The Grand Junction Refinery
We all know about Martha Mine, but there were several other mines operating in the area about 100 years ago. One of these was Grand Junction, and the most significant reminder of this mine is the refinery building.
Grand Junction, situated to both the east and west of Martha Mine, was the second most important mine in the Waihi area. The western workings never produced any gold despite workings that included four shafts. However the main shaft of the eastern workings that descended to 1573 feet and worked the Martha and Mary lodes experienced considerable success. This was the first shaft to have an electric winder installed.
Grand Junction Refinery Building: ‘On the move’ in 2010
A hundred years ago. The Grand Junction Battery looking east. The stamper battery was the most modern of its time and had 60 stamps to crush the ore. Mine production peaked in 1914.
Today the most visible reminder of this once great gold mine is the refinery building. This structure was within the boundaries of the present Martha Mine, and so was not open to the general public.
Waihi Heritage Vision worked with Waihi Gold and Historic Places Trust to find a way of preserving the building and also to make it more accessible to the public. The building could not be accessed while the mine continues to operate, but even when the mine finally closes public access would have be difficult as the refinery building sat between two high hazard zones as identified in the IGNS report.
The solution was to move the building about a hundred metres north adjacent to the Pit Rim Walkway. This has regained access, provided the opportunity to consider a range of compatible uses, and allowed for the development of an appropriate conservation plan.
August 2008. View looking south. The building has remained largely undisturbed over the years. The shuttered/louvre style vent system on the roof is a distinctive feature of the refinery building.
19 May 2010. The high walls of waste rock that used to surround the building as protection have been removed, and earthworks have begun to build the causeway on which the building will be moved.
- 19 May 2010. The floor has been removed. Next week a new concrete slab will be poured below the level of the original floor. This will form a work area for the construction of the steel tripod and sled system on which the building will be moved.
- 26 May 2010. The new concrete floor has been poured. Staff from Mount Maunganui Engineering begin the task of erecting two large steel tripod structures that will support the building's weight.
- 28 May 2010. The sun comes out briefly, but heavy rain over the last few days has slowed earthworks. Here a backhoe works on the culvert the building must cross to get to its new home.

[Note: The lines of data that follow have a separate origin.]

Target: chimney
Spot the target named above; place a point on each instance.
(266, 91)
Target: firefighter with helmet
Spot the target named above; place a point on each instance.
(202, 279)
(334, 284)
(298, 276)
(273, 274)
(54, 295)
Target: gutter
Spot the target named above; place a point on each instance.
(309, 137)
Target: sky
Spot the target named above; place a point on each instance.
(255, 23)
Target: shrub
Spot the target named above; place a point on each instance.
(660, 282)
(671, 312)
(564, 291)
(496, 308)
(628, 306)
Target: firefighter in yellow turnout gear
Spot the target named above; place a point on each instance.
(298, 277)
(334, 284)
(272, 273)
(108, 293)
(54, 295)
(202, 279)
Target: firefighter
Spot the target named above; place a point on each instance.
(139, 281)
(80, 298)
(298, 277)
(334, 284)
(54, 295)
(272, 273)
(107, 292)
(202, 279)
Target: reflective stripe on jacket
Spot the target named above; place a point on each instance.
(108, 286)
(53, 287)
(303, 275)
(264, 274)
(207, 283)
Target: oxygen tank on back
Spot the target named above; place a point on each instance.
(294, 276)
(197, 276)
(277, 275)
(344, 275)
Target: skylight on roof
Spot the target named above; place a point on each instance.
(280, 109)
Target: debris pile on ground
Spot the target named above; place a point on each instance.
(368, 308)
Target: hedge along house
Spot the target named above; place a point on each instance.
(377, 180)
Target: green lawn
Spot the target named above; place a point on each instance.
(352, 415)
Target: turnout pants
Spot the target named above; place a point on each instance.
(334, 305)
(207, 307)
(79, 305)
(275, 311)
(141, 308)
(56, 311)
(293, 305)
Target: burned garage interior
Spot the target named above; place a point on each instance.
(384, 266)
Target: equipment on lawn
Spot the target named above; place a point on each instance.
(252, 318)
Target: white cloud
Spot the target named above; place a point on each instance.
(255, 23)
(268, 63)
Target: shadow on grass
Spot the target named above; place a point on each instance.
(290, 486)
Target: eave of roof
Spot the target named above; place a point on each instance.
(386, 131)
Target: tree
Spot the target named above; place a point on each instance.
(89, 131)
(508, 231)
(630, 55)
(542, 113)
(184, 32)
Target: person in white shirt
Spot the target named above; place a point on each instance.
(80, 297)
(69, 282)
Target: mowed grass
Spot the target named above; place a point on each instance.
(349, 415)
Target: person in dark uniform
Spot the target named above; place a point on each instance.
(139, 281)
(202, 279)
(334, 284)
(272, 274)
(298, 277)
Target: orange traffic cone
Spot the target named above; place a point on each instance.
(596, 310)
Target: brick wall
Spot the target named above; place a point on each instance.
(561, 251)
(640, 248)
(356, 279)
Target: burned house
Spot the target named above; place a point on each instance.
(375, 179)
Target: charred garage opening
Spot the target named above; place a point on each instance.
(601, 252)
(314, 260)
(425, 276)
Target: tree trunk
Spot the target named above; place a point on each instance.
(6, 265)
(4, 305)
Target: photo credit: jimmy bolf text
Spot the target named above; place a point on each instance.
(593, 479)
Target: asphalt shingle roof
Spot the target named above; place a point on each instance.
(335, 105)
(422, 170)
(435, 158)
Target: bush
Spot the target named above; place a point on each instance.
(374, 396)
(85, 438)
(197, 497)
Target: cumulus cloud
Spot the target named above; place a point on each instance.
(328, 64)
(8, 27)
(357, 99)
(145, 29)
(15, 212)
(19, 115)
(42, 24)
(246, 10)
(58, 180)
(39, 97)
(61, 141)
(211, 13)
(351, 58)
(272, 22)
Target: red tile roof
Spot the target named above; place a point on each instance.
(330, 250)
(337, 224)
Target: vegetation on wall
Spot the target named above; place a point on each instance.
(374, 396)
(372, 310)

- 31 May 2010. Inside: The tripods are welded into place. They will be connected by high tensile rods to a large steel frame (just visible at the bottom of the picture) that rings the inside of the building. This total structure will support the building and provide the attachment points for winching.
- 31 May 2010. Outside: Work continues on the causeway along which the building will be winched. The ground level is currently being lowered and gravel fill being placed. Heavy rain is forecast.
- 2 June 2010. Outside: Heavy rain and floods across the region yesterday. Today preparation of the transport route continues. Inside: The steel work is nearly all in place.
- A universal joint is attached to the top of the tripods.
- The building itself will be winched to its new destination and skid on these beams.
- High tensile rods are attached to both the universal joints and to the steel perimeter frame.
- The building is jacked off the ground at (4) and the weight is supported on the frame (3). In turn the tripods support the frame.
- 9 June 2010. Another load of gravel is delivered for the causeway, which is now about half way.
- 9 June 2010. Looking north, showing the route the building will take next week.
- 13 June 2010. Tomorrow is the big day! Just over 30 people braved the winter weather to get a close up look before tomorrow’s move. The causeway has been built up around the steel perimeter frame.
- 14 June 2010. Just like the Cornish Pumphouse, the refinery building needed a bit of gentle persuasion to get her to move. Just 12 metres today.
- 25 June 2010. The bullion store is placed next to the refinery building. Two cranes lifted the thick concrete wall store onto a low loader which transported the building to its new site where it was lifted off to its new home.